The purpose of this study was to examine the effects of researcher-developed lessons on students' understanding of two- and three-digit numeration. Digit-correspondence tasks, often used for individual interview assessment of place value understanding, were adapted to be used as problem-solving tasks. The tasks were presented to three classes, grades 3-5. Students were given ample opportunities, in cooperative groups and as a whole class, to discuss and exchange points of view. In the selected classrooms the social norms established by the teacher encouraged such exchanges. A scoring rubric was developed for a whole-class, digit-correspondence task requiring individual written responses. Only 18% were successful on the preassessment. Of the 58 students initially unsuccessful, 71% were successful after the instructional intervention as measured by a delayed postassessment.
In digit-correspondence tasks, students are asked to construct meaning for the individual digits in a multidigit numeral by matching the digits to quantities in a collection of objects. As measured by such tasks, even in the fourth and fifth grades no more than half the students demonstrate an understanding that the "5" in "25" represents five of the objects and the "2" the remaining 20 objects (Kamii, 1982; Ross, 1986; Ross, 1990).
Constance Kamii has argued that young students' developing understanding of place value is eroded by traditional algorithmic instruction in addition and subtraction, where individual digits are all treated as "ones" (Kamii & Lewis, 1993). Significant gains in conceptual understanding of place value have been demonstrated among first and second grade children participating in full-year studies where students are encouraged to invent their own methods for multidigit addition and subtraction (cf. Fuson & Smith, 1994; Hiebert & Wearne, 1992; Kamii, 1989).
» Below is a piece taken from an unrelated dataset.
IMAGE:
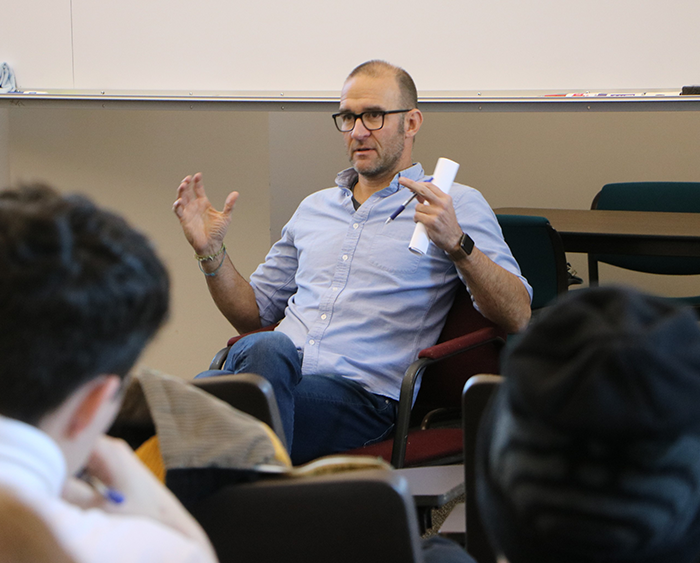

In this study we examined the learning among older students who in prior grades had experienced traditional algorithmic instruction for multidigit addition and subtraction. In earlier work we had individually interviewed numerous students using digit-correspondence tasks, and had often wondered how children would react if they heard the ideas of other students and had an opportunity to react. We designed this study with two questions in mind. What would students learn from their peers if they share their thinking about the meanings of the digits in digit-correspondence tasks? What could be learned about student thinking by examining their individual responses to a written whole-class assessment instead of by using individual interviews.